An organization’s browser, the portal to the internet, is also the first line of defense against malware threats. Minimizing attack vectors should be the number one goal– ensuring only fully supported web browsers are allowed to execute and deploy updates. Obviously, as much as possible, updates should happen as soon as they become available, and a formal written policy should be developed addressing user behavior.
At times it can be difficult to control the sites users access. Enforcing a network-based URL filter that limits the system’s ability to connect to websites not approved by the organization will help to monitor this vulnerability.
Keep in mind that if vulnerabilities within the browser are not available, attackers also target common web browser plugins that may allow them to hook into the browser or directly into the operating system. To mitigate this risk, uninstall or disable any unauthorized browser plugins or add-on applications.
An e-mail security program needs to provide confidentiality, data origin authentication, message integrity, and nonrepudiation of origin. CSC # 7 provides several recommendations to help ensure email security. Using a spam filtering tool will aid in reducing malicious emails that come into the network. Deploying a Domain-based Message Authentication, Reporting and Conformance (DMARC) protocol will ensure that legitimate email is properly authenticated against established SPF (Sender Policy Framework) standards. Fraudulent activity appearing to come from the organization’s domains are blocked. Installing an encryption tool to secure email and communication adds another layer of security for users and the network.
Spoofed messages are dangerous because they can create a false sense of trust. Employees are more likely to respond to a message that seems to come from someone they know. The SPF standards guard against this by checking if messages are coming from a mail server that is authorized to use the sender’s address. While the CIS specifically recommends SPF, other protocols such as DKIM work well with it, and implementing both is advisable.
Implementing this control should be neither very disruptive nor very difficult. In a security-focused organization, end users are typically not allowed to install their own software, and updates are deployed as soon as they are available by the authorized department. Software needs to be kept up to date in general, and Web browsers and mail clients will be part of this practice. Administrators should also restrict and monitor the use of plugins.

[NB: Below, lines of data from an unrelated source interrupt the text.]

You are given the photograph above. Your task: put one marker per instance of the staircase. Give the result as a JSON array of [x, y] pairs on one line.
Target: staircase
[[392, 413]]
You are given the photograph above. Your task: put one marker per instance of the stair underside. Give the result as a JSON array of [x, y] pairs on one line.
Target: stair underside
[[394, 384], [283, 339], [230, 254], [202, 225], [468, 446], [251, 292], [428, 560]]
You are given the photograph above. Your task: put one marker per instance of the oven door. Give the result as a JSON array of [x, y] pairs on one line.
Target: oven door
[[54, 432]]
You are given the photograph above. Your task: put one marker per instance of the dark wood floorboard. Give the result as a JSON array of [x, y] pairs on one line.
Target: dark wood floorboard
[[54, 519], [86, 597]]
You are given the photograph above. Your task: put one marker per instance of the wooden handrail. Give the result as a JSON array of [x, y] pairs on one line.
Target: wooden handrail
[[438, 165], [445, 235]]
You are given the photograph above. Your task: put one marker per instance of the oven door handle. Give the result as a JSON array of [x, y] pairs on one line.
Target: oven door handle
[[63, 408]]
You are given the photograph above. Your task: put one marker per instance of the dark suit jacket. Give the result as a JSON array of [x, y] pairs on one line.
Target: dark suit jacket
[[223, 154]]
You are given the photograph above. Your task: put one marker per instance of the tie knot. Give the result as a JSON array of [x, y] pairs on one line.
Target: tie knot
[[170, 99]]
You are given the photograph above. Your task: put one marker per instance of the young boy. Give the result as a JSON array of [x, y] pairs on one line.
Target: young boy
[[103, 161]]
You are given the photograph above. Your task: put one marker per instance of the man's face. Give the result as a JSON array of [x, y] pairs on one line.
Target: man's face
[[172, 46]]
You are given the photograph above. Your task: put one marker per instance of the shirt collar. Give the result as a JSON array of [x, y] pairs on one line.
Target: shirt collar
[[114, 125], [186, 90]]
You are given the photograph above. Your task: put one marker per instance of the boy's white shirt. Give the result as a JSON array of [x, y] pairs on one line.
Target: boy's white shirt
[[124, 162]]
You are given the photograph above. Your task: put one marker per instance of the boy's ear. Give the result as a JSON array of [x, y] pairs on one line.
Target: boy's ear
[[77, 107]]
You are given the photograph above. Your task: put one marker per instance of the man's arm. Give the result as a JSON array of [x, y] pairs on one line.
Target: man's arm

At times there might be special work requirements that involve a plugin–such requests should go through the administrator for approval.
The simple rule to follow when implementing this control is, “Make it simple for the users or they will find a way around it.” Increasing complexity or the effort users have to put in often leads to privilege misuse or other methods to defeat the controls. It is worth mentioning that human error is still the major cause of most breaches and incidents. Overall, implementing this control provides a large improvement in safety for relatively little effort.